Performance-critical optimization - Define benchmarks for your most important code sections and let Codeflash optimize and measure the real-world impact of every optimization on your performance metrics.
Benchmark mode is an easy way to define workflows that are performance-critical and need to be optimized and run fast. Codeflash will run the benchmark, understand how the current code change in the Pull Request is affecting the benchmark. It will then try to optimize the new code for the benchmark and calculate the impact of any optimization on the speed of that benchmark.

Using Codeflash in Benchmark Mode

  1. Create a benchmarks root: Create a directory for benchmarks if it does not already exist.
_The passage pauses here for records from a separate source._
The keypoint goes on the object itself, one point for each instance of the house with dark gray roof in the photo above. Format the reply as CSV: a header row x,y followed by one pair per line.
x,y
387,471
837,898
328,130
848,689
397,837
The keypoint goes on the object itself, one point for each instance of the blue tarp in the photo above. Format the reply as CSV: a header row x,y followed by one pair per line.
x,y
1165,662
In your pyproject.toml, add the path to the ‘benchmarks-root’ section.
    [tool.codeflash]
    # All paths are relative to this pyproject.toml's directory.
    module-root = "inference"
    tests-root = "tests"
    test-framework = "pytest"
    benchmarks-root = "tests/benchmarks" # add your benchmarks root dir here
    ignore-paths = []
    formatter-cmds = ["disabled"]
    
  2. Define your benchmarks: Currently, Codeflash only supports benchmarks written as pytest-benchmarks. Check out the pytest-benchmark documentation for more information on syntax. For example:
    from core.bubble_sort import sorter
    
    def test_sort(benchmark):
        result = benchmark(sorter, list(reversed(range(500))))
        assert result == list(range(500))
    
    Note that these benchmarks should be defined in such a way that they don’t take a long time to run. The pytest-benchmark format is simply used as an interface. The plugin is actually not used - Codeflash will run these benchmarks with its own pytest plugin
  3. Run and Test Codeflash: Run Codeflash with the --benchmark flag. Note that benchmark mode cannot be used with --all.
    codeflash --file test_file.py --benchmark
    
    If you did not define your benchmarks-root in your pyproject.toml, you can do:
    codeflash --file test_file.py --benchmark --benchmarks-root path/to/benchmarks
    
  4. Run Codeflash : Benchmark mode is best used together with Codeflash as a GitHub Action. This way, Codeflash will trace through your benchmark and optimize the functions modified in your Pull Request to speed up the benchmark. It will also report the impact of Codeflash’s optimizations on your benchmarks. Use codeflash init for an easy way to set up Codeflash as a GitHub Action. After that, you can add the --benchmark argument to codeflash to enable benchmarks optimization.
    codeflash --benchmark
    

How it works

  1. Codeflash identifies benchmarks in the benchmarks-root directory.
  2. The benchmarks are run so that runtime statistics and inputs can be recorded.
  3. Replay tests are generated so the performance of optimization candidates on the exact inputs used in the benchmarks can be measured.
  4. If an optimization candidate is verified to be correct, the speedup of the optimization is calculated for each benchmark.
  5. Codeflash then reports the impact of the optimization on each benchmark.
Using Codeflash with benchmarks is a great way to find optimizations that really matter.